Achieving optimal imaging performance requires careful design of both the forward process (optical hardware) and the inverse process (estimation algorithm). I first introduce our engineered microscope, pixOL, which I designed to optimally modulate the emission light collected from single molecules. The pixOL microscope encodes the 3D orientation and 3D position information of molecules into the shape of the dipole-spread functions, the vectorial analog of scalar point-spread functions, captured by a camera.
With the new pixOL microscope in hand, whose images change dramatically as emitters translate and rotate in 3D, I will next present a machine learning-based estimation algorithm, termed Deep-SMOLM, to decode information contained within the captured images. Deep-SMOLM is designed to deconvolve a set of intensity patterns, which we term basis images, from raw data rather than directly estimate 3D orientations. This architecture allows us to leverage the physical forward model to estimate robustly and simultaneously the 3D orientation and 2D position of single molecules.

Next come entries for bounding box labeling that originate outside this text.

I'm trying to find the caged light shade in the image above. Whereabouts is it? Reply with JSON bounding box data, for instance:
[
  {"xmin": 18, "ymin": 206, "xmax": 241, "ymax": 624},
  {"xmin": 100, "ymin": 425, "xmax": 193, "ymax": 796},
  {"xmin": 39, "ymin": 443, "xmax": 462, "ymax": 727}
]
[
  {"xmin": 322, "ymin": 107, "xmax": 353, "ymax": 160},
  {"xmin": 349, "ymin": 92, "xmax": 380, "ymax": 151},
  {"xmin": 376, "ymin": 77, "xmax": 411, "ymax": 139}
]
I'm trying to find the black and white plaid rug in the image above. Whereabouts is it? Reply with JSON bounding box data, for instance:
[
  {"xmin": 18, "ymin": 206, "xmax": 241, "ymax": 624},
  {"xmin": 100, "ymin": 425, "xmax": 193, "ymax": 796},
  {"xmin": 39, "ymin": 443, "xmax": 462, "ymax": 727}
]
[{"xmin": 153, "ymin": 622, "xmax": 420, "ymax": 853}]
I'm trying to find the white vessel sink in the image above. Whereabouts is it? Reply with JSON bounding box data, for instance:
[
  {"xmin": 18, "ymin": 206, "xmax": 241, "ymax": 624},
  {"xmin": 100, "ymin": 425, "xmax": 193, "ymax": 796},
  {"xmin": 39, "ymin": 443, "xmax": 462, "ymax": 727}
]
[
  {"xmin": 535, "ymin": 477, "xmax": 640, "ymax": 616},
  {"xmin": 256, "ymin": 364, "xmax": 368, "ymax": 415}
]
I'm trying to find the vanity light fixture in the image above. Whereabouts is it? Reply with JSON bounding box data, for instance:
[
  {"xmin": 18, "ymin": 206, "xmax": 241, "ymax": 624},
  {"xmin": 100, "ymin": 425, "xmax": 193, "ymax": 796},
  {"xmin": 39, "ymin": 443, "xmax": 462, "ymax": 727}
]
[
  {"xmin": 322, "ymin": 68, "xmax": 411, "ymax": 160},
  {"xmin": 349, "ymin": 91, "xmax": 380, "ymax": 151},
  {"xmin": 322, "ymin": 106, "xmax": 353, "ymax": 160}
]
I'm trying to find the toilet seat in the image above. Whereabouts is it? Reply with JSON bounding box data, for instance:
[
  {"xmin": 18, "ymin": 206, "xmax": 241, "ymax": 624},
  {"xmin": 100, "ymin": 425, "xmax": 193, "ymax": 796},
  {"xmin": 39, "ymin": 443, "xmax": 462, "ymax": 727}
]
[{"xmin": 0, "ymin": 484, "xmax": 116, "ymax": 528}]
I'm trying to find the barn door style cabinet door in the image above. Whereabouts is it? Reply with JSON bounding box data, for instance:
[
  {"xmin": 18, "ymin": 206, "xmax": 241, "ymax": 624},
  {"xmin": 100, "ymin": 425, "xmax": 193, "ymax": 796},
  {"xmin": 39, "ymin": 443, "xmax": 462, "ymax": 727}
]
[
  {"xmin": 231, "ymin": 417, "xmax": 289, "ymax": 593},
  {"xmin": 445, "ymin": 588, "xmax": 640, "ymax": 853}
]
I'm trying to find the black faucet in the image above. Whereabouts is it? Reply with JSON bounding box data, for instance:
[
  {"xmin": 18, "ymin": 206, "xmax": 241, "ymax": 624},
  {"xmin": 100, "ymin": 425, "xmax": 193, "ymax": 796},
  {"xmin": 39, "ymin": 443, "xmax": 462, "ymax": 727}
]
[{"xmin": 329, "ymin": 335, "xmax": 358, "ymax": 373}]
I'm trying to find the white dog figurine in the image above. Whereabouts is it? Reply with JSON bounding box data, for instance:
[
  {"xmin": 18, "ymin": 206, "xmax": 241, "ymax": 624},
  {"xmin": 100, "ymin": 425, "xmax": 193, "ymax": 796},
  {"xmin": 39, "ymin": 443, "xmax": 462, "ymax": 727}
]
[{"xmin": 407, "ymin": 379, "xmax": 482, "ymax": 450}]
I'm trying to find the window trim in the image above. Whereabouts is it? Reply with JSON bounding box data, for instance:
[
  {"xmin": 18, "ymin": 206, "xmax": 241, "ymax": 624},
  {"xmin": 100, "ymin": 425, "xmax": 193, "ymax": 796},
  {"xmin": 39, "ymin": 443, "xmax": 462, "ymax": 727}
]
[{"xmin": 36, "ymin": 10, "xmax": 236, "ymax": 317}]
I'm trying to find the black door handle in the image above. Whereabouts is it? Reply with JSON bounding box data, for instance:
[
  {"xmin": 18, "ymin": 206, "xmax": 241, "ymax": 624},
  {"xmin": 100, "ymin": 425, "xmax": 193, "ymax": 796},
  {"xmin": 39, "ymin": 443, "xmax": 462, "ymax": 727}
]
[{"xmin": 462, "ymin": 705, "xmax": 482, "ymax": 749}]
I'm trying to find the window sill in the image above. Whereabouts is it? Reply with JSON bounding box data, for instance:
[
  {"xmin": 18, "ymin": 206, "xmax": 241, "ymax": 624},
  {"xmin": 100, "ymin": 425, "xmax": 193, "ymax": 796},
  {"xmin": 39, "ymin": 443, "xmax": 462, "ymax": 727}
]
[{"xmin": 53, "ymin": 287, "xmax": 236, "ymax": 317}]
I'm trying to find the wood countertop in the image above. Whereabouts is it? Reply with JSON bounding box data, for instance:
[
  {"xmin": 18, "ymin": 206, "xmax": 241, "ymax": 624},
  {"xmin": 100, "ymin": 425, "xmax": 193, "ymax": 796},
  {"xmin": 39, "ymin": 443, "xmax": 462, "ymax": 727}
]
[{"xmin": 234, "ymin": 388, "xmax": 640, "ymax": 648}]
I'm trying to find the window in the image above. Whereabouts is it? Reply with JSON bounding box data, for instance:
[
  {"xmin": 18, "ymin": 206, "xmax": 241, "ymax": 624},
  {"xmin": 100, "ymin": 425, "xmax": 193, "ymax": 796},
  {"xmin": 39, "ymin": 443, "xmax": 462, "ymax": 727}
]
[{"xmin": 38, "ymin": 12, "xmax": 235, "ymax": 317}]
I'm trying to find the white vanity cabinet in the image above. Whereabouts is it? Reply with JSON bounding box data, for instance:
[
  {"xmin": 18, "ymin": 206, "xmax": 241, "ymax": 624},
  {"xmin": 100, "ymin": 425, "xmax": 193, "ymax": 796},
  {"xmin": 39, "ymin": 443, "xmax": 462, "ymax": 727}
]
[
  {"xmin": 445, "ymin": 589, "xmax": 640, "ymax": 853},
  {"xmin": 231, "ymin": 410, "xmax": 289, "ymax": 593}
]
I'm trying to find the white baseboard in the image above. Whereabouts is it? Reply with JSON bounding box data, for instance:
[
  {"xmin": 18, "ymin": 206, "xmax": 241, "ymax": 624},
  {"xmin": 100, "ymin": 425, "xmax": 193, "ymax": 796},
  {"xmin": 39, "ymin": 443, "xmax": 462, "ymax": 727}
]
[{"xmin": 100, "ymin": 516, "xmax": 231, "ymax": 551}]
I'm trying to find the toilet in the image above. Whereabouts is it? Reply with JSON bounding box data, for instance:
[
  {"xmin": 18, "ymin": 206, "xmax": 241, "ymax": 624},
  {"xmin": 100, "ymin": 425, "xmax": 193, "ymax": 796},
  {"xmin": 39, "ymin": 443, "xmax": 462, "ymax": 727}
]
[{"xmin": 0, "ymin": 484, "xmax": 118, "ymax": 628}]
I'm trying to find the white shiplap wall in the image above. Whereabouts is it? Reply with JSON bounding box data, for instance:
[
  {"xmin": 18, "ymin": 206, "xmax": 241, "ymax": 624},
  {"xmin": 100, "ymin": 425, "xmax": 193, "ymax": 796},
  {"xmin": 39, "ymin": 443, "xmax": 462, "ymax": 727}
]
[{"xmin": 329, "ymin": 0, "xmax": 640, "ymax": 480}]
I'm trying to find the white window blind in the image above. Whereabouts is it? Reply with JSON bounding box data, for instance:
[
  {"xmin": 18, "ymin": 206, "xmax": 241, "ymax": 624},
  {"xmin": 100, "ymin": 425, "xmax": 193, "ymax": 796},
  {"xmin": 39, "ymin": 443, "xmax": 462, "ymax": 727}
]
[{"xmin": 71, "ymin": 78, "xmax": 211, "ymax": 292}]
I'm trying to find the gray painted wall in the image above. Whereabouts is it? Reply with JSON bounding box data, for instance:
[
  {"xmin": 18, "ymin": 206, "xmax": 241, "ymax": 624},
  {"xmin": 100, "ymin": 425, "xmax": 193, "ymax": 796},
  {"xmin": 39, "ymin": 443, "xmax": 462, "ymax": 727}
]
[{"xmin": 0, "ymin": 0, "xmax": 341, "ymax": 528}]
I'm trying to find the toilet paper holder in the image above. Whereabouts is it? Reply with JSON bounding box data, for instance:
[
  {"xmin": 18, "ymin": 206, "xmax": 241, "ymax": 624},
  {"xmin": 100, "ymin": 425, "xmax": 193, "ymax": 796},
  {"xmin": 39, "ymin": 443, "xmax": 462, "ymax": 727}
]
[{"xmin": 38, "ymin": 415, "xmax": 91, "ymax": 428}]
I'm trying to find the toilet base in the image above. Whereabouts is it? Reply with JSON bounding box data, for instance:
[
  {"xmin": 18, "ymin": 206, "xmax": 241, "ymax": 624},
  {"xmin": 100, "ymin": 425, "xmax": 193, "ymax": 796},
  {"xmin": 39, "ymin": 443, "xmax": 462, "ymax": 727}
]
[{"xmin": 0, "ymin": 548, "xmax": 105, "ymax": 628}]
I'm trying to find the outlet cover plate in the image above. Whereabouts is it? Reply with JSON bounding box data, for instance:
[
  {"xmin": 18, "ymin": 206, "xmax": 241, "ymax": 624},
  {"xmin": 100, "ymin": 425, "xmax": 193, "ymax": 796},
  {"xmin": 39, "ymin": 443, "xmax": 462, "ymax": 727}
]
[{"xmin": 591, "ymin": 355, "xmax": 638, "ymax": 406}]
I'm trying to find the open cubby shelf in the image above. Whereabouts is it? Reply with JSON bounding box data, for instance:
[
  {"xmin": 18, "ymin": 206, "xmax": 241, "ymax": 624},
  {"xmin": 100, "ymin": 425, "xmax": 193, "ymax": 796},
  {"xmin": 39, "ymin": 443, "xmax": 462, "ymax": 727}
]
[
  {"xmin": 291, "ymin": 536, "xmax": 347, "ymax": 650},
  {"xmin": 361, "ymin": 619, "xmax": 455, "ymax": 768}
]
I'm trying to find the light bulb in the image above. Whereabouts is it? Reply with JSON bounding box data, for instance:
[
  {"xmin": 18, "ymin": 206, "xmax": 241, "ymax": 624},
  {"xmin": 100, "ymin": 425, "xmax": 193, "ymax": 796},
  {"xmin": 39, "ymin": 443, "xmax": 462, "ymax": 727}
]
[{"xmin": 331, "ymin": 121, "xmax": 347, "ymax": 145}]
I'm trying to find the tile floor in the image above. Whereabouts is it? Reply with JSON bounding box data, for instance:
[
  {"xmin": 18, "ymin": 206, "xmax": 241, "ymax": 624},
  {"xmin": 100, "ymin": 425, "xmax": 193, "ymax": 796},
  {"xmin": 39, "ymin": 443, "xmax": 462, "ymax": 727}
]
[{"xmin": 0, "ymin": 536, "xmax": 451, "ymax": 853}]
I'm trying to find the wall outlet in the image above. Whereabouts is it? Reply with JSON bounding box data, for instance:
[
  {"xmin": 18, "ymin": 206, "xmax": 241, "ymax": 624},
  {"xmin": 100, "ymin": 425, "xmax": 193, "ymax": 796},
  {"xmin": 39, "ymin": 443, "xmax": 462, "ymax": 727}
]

Lastly, I will present our endeavor to map nanoscale structures inside biomolecular condensates. Using environmentally sensitive fluorogenic dyes, we visualized heterogeneous structures inside condensates called hubs, which arise from transient physical crosslinks formed through protein interactions. SMOLM maps the orientation of dyes at the interface of condensates. Our images show that proteins at the interface are organized with specific orientations rather than simply oriented randomly.